UKOLN
Raising Awareness

"A centre of excellence in digital information management, providing advice and services to the library, information and cultural heritage communities."

UKOLN is based at the University of Bath.
I2S2 logo

Events

Scaling Up to Integrated Research Data Management Workshop, IDCC 2010, 6th December 2010, Chicago

Organisers: Manjula Patel & Liz Lyon, DCC & UKOLN, University of Bath, UK.

Overview: Structural Science incorporates a number of disciplines including Chemistry, Physics, Materials, Earth, Life, Medical, Engineering, and Technology. Within these disciplinary communities scientific research is conducted at a range of differing scales involving the use of small laboratory equipment to institutional installations to large scale facilities such as the synchrotron facilities at CERN, the DIAMOND Light Source (DLS) and ISIS, based at the Science and Technology Facilities Council (STFC). With improvements in technology there is an increasing demand to make available raw, processed and derived data for validation and reanalysis purposes, necessitating data management of these types of data as well as the final results data. It is however apparent, that many research teams capture, manage, discuss and disseminate their data in relative isolation with highly fragmented data infrastructures and poorly integrated software applications. In addition, a low awareness of data curation and preservation issues leads to data loss and reduced productivity. On the other hand, large centralised facilities have a responsibility to provide a data management infrastructure for their users and have spent considerable effort designing and implementing such systems. The outcome is that each large-scale facility has its own, often insular approach to data management resulting in vast ‘data silos’. This workshop organised by the JISC funded I2S2 (Infrastructure for Integration in Structural Sciences) Project aims to explore and highlight a variety of ways currently under investigation to alleviate data management problems resulting from working at differing scales of science and across organisational boundaries.

Aims: The purpose of this workshop is to explore a variety of issues relating to scale and integration in terms of research data management from science being conducted at local bench top level to large-scale facilities such as at CERN and STFC.

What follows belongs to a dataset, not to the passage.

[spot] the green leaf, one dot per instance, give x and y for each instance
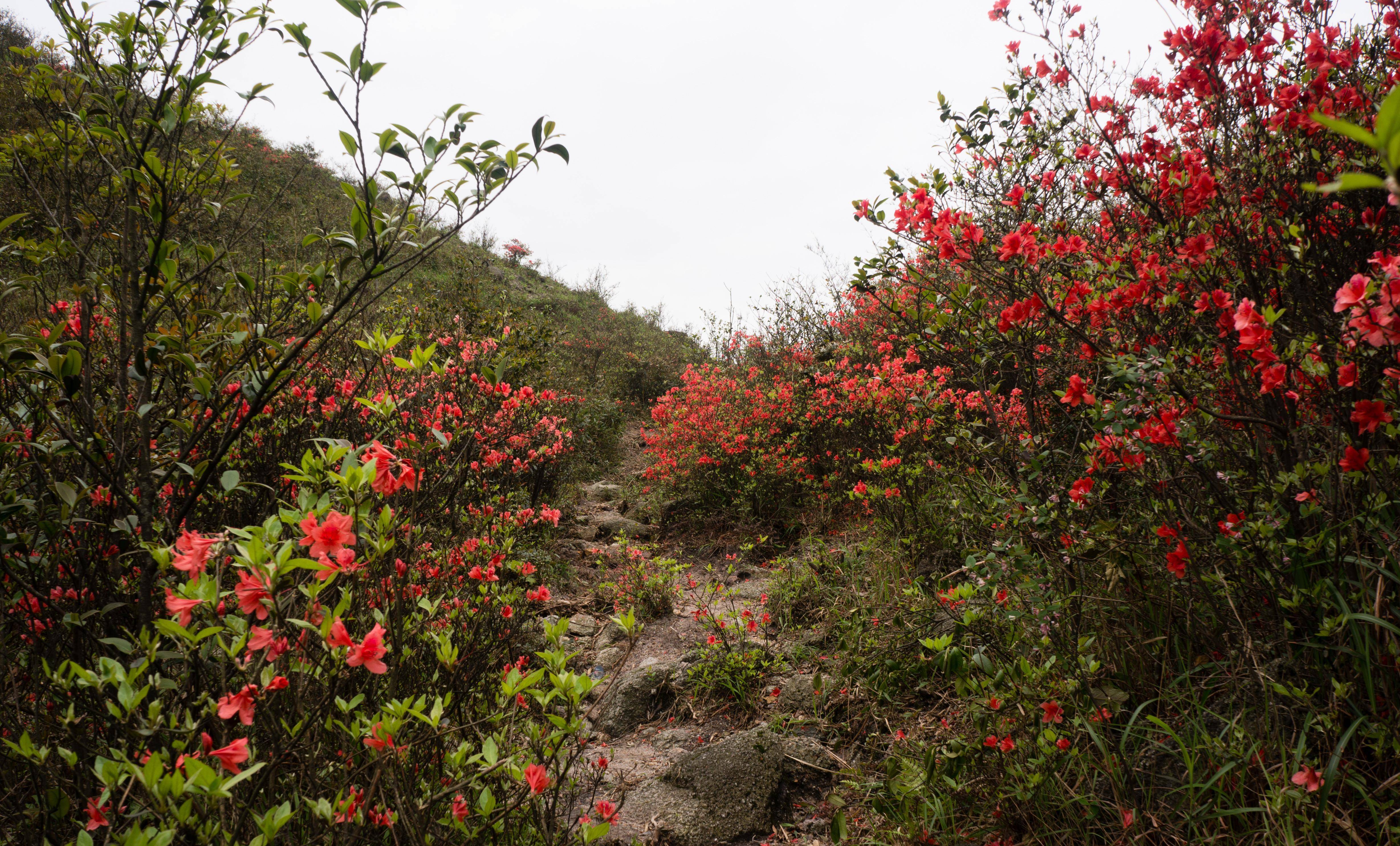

Audience: The workshop will be of relevance to a variety of stakeholders interested in ways to improve research data management over differing scales of science and across organisational boundaries; this includes individual research scientists and large-scale facilities managers, as well as computing services and funding agencies.

Programme

12:30-13:30 Lunch
13:30-13:35 Introduction & Welcome,
Liz Lyon, DCC & UKOLN, University of Bath, UK
13:35-14:00 Integrated research data management in the Structural Sciences [PPT],
Manjula Patel, I2S2 Project, DCC & UKOLN, University of Bath, UK
14:00-14:30 A Federated Repository for Large Scientific Datasets[PPT],
Steve Androulakis, Monash University, Australia
14:30-15:00 Data: A Legacy of NEES [PPT],
Shirley Dyke, Professor of Mechanical Engineering and Civil Engineering
& Director of the Intelligent Infrastructure Systems Laboratory, Purdue University
15:00-15:20 Tea & Coffee Break
15:20-15:50 Integrating Data Management into Climate Change Science Research [PPT],
Bruce E. Wilson, ORNL Climate Change Science Institute
15:50-16:20 DataONE: Preserving Data and Enabling Innovation in the Biological and Environmental Sciences [PPT],
William Michener, Professor and Director of e-Science Initiatives for University Libraries, University of New Mexico
16:20-16:50 Discussion,
facilitated by Liz Lyon, DCC& UKOLN, University of Bath, UK
16:50-17:00 Conclusion & Closing Remarks,
Simon Hodson, JISC Managing Research Data Programme Manager, UK

Welcome and Panel/Discussion session
Liz Lyon, DCC & UKOLN, University of Bath, UK

Dr Liz Lyon is the Director of UKOLN at the University of Bath UK, where she leads work to promote synergies between digital libraries and open science environments. She is Associate Director of the UK Digital Curation Centre, in which UKOLN is a partner. She is also author of a number of major direction-setting Reports including Open Science at Web-Scale: Optimising Participation and Predictive Potential (2009), Scaling Up (2008) and Dealing with Data (2007). Liz has led a series of pioneering research data management projects: eBank, eCrystals Federation, Infrastructure for Integration in Structural Sciences (I2S2) and SageCite, all of which have explored links between research data, scholarly communications and open science. She has a doctorate in cellular biochemistry and has worked in various University libraries.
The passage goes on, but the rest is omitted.